Like so many other siblings, adulthood has, regretfully, splintered my brother, sister, and I through physical distance and personal obligations for many years now. While I am by no means advocating for giftless family gatherings at Christmas, ours was exactly what we needed and wanted it to be, the “reason for the season” every bit as present with us as with other families of faith. We are rarely afforded the pleasure of each other’s company any longer and recognized that most precious and fleeting of gifts — time — is the best of anything we could offer one another. No need to spend money on an item destined to be forgotten on a dusty shelf or dark closet.

Prior to leaving, albeit reluctantly, my sister-in-law offered to capture a rare photo of the three of us together once more. The last time a camera caught us assembled was nearly two years previous, so we needed no persuading. Opening the photo forwarded to each of us, I glanced at it and realized — I had received this year many incredibly thoughtful gifts, all of which I appreciate. This simple, easy picture, however, I found myself valuing more than anything else I had received. It was, in essence, the final gift for an eventful year, our posture and posing signifying that at the end of it all, here we are, still standing, still smiling, and memorializing our connection, which is infinitely more important than circumstances or stuff.
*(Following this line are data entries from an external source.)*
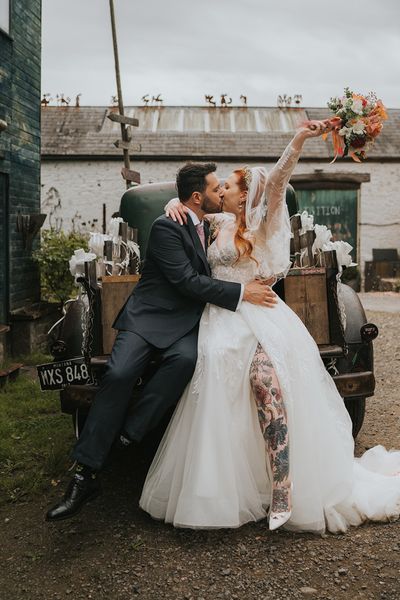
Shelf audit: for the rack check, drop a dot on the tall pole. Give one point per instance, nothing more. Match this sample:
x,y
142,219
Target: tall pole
x,y
124,132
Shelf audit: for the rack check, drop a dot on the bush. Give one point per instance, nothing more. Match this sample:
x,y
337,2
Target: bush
x,y
57,247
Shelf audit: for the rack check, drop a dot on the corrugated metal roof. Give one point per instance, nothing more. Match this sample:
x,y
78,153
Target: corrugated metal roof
x,y
195,132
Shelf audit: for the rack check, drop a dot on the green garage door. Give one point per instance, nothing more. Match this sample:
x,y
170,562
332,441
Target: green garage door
x,y
337,209
3,249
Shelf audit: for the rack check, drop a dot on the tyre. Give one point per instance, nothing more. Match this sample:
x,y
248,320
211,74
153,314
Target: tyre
x,y
356,409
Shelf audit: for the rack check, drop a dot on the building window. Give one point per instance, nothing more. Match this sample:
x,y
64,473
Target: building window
x,y
5,15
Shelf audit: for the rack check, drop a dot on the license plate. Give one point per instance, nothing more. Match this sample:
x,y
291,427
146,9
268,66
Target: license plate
x,y
57,375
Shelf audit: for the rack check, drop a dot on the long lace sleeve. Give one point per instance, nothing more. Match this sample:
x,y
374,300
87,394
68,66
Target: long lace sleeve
x,y
267,216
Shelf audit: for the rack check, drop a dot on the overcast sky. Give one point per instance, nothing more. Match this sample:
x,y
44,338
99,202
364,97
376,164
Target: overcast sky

While a picture may indeed be worth a thousand words, not all pictures are identical in worth. The heaviest of catalogs, filled merely with pictures of things, scarcely register on the scale against the ponderous value of a single photo reminding us who, not what, is most important. I hope that my own children will find reason to cherish a similar perspective 30 years from now, however technology allows them to preserve their moment. Only time, the most precious of commodities, will tell.